Yes, it is possible to confirm if the server matches the specifications you were given, assuming you do not need extremely high accuracy, and assuming it is not maliciously designed to try to fool your tests (e.g. giving you full resources but only when being tested) but rather reports untrue specifications. The simplest way to test this is to try to allocate as much memory as you can. You can do the same with your storage, to ensure your quota is not smaller than you believe. There are also numerous benchmarks for the processor that will tell you the overall performance of the system. If you expect there to be more advanced trickery at play to fool you, you can do a more exhaustive set of tests:
Memory
Testing the amount of memory is simple.
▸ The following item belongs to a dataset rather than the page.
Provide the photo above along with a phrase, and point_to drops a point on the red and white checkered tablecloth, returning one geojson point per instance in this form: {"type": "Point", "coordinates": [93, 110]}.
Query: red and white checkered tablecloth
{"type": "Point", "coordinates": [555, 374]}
Just try to allocate as much non-compressible, non-duplicatable memory as you can. To do this accurately, you will also want to disable overcommit, which allows allocation of more memory than you actually have available. Now allocate as much memory from the kernel as you can and write to that memory, until the memory allocation fails (mmap(2) returns -ENOMEM). This will give you a good lower bound for the amount of memory you have. Note that some virtualization solutions will give you a burst memory limit, where a request for more memory than you are allowed will be permitted for a brief period. I know OpenVZ has the ability to do this and it is common among low-cost VPSes, but I do not know about Docker.
Testing memory throughput is also possible with benchmarking tools. A proper memory benchmark will ensure that the CPU cache will not taint the results. This will give you a rough estimate of the overall throughput of the memory you are given. Note that real-world speeds are often higher as the CPU cache will keep recently-used memory contents in much faster memory.
Storage
Testing the amount of storage you have available is similar to, but simpler than, testing the amount of usable memory you have. All you have to do is write as much non-compressible data to the drive as you can. Once you are unable to continue writing due to being out of free space, you will know how much storage you have been given. You may want to check that everything you have written is still there, as some storage devices (especially cheap Chinese flash drives) misreport the amount of storage they have, resulting in writes to high addresses wrapping and overwriting your earlier writes.
Benchmarking your storage can be done with popular tools for the job. This will give you an indication of both the throughput and the iops of the medium. Be aware that benchmarking storage devices is an action which is far more sensitive to other simultaneous workloads than many other benchmarks.
Processor
Testing the number of cores your processor has can be done by seeing at which point increasing concurrency of a parallelizable task does not increase performance. Spin up a workload on a single thread to max out one core. Then spin up another, and another. Keep doing this until the performance improvements begin to drop off. At the point when adding a new thread does not increase performance, or actually decreases it, you will know you have exceeded the number of hardware threads available to run your software threads. Do note however that many modern processors utilize hyperthreading or another form of simultaneous multitasking. Hyperthreading improves performance for heterogeneous workloads, but two logical cores on the same physical core still have finite resources. Don't be surprised if it appears that virtual cores do not count.
The performance of an individual processor is often subjective, as some tasks are more efficient than others (dividing two floating point numbers takes far more cycles than adding the same numbers). However, if your benchmarking shows that the actual performance is far less than the reported performance, you know you are being throttled. Getting the maximum clock rate is possible by using the RDTSC instruction, which reports the number of cycles that would have elapsed at maximum clock rate (the rate is adjusted dynamically) since the CPU has last started up. A simple counter loop in assembly run with a high priority (to maximize the timeslot it is given) can also give you an idea as to the current clock speed of the processor. You will need to understand the specific CPU's performance characteristics to interpret this though, as knowing the latency of different instructions and the size of the processor's pipeline all matter.